Boeken / Fictie

Is het geschonken verhaal een geschenk?

recensie: Dimitri Verhulst - De zomer hou je ook niet tegen (Boekenweekgeschenk 2015)

Aan de Vlaamse succesauteur Dimitri Verhulst werd de eer gegeven Tommy Wieringa op te volgen als auteur van het Boekenweekgeschenk. Hij schreef twee novellen en koos voor De zomer hou je ook niet tegen, waarin zijn pen feller schittert dan het verhaal.

Met zijn geschenk heeft Verhulst aansluiting willen zoeken bij het thema van deze Boekenweek: ‘Te gek voor woorden.’ Het lijkt er niet op dat dit een beperking voor hem is geweest. Net als in zijn laatste roman Kaddisj voor een kut worden we ondergedompeld in een wereld die in hoge mate geregeerd wordt door het medische en het psychiatrische. 

Hoe je verwekt bent

In De zomer hou je ook niet tegen neemt de zestiger Pierre Vantoren de zwaar gehandicapte Sonny mee voor een bliksemvakantie in de Provence. Sterker gezegd: hij ontvoert de jongen uit het verzorgingstehuis. Sonny, op de vooravond van zijn zestiende verjaardag, zit al zijn hele leven in een rolstoel: ‘behalve zo nu en dan een spastische snok met zijn hoofd of zijn krakkemikkige arm zat er weinig beweging in die jongen.’ Hij is, overweegt Pierre, een soort ‘vegetatieve imbeciel.’ 

Sonny zegt nooit wat en daarmee is Pierre’s cadeau voor hem ideaal: voor Sonny’s verjaring gaat Pierre hem een verhaal vertellen, en wel dat van zijn verwekking. Dat procedé doet denken aan de Amerikaanse serie How I Met Your Mother, waarin negen seizoenen lang werd toegewerkt naar de ontmoeting tussen hoofdpersonage Ted en zijn toekomstige vrouw – de moeder van de kinderen aan wie de serie als het ware wordt verteld. In deze novelle zijn vader en moeder echter al lange tijd bekenden, maar het is wachten tot het moment waarop Sonny verwekt wordt: How You Were Conceived, dus. In de Provence krijgt Sonny, de stille toehoorder, dit allemaal te horen.

Vragen zonder antwoorden

Dit stelt Verhulst in staat een uitermate eloquent personage te scheppen. Pierre vertelt met smaak en gretigheid over het verleden, over hem en Sonny’s moeder, terwijl hij gemakkelijk woorden als ‘debielenbolide’ en ’tweezaamheid’ opdist en de ene fonkelende passage aan de andere rijgt. Zijn stem ligt dicht bij die van de verteller, die op zijn beurt weer dicht bij die van Verhulst ligt – hoewel dat soms wat verwarrend is, leest het zeker wel prettig. 

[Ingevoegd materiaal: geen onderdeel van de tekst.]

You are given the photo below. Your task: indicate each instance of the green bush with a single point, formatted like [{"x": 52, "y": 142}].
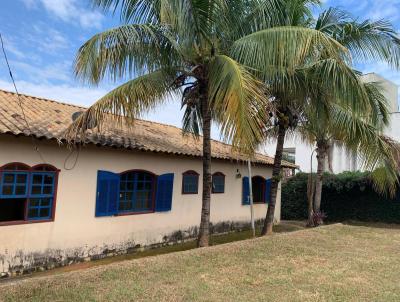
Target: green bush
[{"x": 345, "y": 196}]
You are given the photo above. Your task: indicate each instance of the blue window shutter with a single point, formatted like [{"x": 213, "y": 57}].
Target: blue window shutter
[
  {"x": 165, "y": 185},
  {"x": 268, "y": 183},
  {"x": 107, "y": 193},
  {"x": 246, "y": 191}
]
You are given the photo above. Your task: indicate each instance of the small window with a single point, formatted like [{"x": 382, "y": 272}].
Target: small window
[
  {"x": 218, "y": 183},
  {"x": 190, "y": 182},
  {"x": 258, "y": 185},
  {"x": 136, "y": 192},
  {"x": 26, "y": 194}
]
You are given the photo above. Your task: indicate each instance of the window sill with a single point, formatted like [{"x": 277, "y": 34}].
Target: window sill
[
  {"x": 134, "y": 213},
  {"x": 18, "y": 222}
]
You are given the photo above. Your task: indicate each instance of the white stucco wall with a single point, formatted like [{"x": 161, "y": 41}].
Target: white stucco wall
[{"x": 75, "y": 224}]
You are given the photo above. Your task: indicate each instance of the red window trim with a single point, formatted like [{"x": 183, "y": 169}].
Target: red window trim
[
  {"x": 212, "y": 187},
  {"x": 33, "y": 169},
  {"x": 190, "y": 172},
  {"x": 263, "y": 188}
]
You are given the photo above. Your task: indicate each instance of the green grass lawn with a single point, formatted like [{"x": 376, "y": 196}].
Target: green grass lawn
[{"x": 330, "y": 263}]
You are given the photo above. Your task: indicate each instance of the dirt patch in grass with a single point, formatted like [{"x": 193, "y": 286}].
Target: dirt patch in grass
[
  {"x": 331, "y": 263},
  {"x": 285, "y": 226}
]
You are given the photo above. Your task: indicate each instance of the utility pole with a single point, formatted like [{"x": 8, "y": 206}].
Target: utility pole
[{"x": 251, "y": 201}]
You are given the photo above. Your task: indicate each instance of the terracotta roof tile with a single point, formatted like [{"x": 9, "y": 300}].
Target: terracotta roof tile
[{"x": 49, "y": 119}]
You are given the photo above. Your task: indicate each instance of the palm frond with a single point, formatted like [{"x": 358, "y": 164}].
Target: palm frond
[
  {"x": 238, "y": 101},
  {"x": 277, "y": 52},
  {"x": 124, "y": 103}
]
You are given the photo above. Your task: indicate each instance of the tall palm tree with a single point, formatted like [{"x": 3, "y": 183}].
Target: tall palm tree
[
  {"x": 192, "y": 48},
  {"x": 360, "y": 132},
  {"x": 364, "y": 41}
]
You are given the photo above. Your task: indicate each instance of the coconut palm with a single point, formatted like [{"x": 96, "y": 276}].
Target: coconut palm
[
  {"x": 364, "y": 41},
  {"x": 360, "y": 132},
  {"x": 192, "y": 49}
]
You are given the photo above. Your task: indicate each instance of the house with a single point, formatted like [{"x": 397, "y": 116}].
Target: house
[{"x": 125, "y": 189}]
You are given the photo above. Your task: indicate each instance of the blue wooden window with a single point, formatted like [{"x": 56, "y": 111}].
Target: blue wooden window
[
  {"x": 258, "y": 186},
  {"x": 14, "y": 184},
  {"x": 136, "y": 192},
  {"x": 218, "y": 183},
  {"x": 107, "y": 193},
  {"x": 245, "y": 191},
  {"x": 27, "y": 193},
  {"x": 39, "y": 208},
  {"x": 190, "y": 182},
  {"x": 133, "y": 192},
  {"x": 268, "y": 184},
  {"x": 261, "y": 190},
  {"x": 165, "y": 184},
  {"x": 41, "y": 195}
]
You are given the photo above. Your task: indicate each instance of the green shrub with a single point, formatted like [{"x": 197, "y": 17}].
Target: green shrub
[{"x": 345, "y": 196}]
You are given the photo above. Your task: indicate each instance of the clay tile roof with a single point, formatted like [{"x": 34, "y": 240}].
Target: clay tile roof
[{"x": 48, "y": 119}]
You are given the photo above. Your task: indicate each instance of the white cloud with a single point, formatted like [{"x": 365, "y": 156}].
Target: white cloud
[
  {"x": 82, "y": 96},
  {"x": 10, "y": 47},
  {"x": 48, "y": 40},
  {"x": 71, "y": 11},
  {"x": 44, "y": 73}
]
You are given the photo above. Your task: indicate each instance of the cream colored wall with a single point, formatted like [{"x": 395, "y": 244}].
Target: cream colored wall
[{"x": 75, "y": 224}]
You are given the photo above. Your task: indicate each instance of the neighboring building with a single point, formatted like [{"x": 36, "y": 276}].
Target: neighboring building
[
  {"x": 302, "y": 154},
  {"x": 128, "y": 189}
]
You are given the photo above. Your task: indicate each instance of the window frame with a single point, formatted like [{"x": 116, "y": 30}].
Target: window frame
[
  {"x": 190, "y": 173},
  {"x": 212, "y": 182},
  {"x": 153, "y": 195},
  {"x": 30, "y": 170}
]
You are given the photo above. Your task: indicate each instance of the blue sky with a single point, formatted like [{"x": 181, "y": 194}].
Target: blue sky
[{"x": 42, "y": 37}]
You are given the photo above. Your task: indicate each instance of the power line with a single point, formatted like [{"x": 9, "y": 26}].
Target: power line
[{"x": 35, "y": 147}]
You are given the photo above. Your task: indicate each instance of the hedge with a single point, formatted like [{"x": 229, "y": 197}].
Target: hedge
[{"x": 345, "y": 196}]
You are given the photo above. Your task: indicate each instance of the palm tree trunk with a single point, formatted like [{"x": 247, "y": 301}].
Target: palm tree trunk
[
  {"x": 203, "y": 239},
  {"x": 310, "y": 200},
  {"x": 276, "y": 172},
  {"x": 321, "y": 155}
]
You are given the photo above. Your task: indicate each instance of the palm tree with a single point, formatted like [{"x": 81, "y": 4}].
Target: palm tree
[
  {"x": 192, "y": 48},
  {"x": 364, "y": 41},
  {"x": 360, "y": 132}
]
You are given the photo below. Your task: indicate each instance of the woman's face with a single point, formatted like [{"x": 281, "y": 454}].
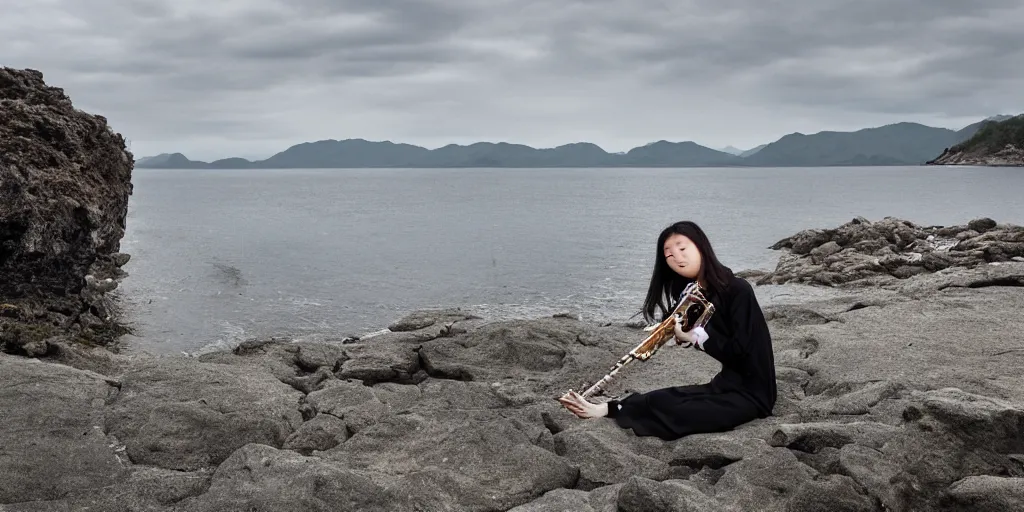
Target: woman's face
[{"x": 682, "y": 256}]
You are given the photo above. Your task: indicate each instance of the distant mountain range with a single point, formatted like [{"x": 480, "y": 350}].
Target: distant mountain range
[{"x": 900, "y": 143}]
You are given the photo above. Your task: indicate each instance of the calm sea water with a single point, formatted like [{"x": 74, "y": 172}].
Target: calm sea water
[{"x": 219, "y": 256}]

Mooi aan De zomer hou je ook niet tegen is dat het geen tandeloos verhaal is. Verhulst richt zijn pijlen zo nu en dan op de geestelijke gezondheidszorg. ‘Sonny zat al heel zijn leven in een rolstoel,’ observeert Pierre. ‘Mogelijkerwijs voor het gemak van het instellingspersoneel, wie weet.’ Later wordt de vraag opgeroepen of alle medicatie Sonny echt helpt of hem juist in een vegetatieve toestand houdt. In een samenleving waar steeds meer pillen geslikt worden en de gezondheidszorg voor velen een belangrijk onderwerp is, zijn dat vragen die resoneren.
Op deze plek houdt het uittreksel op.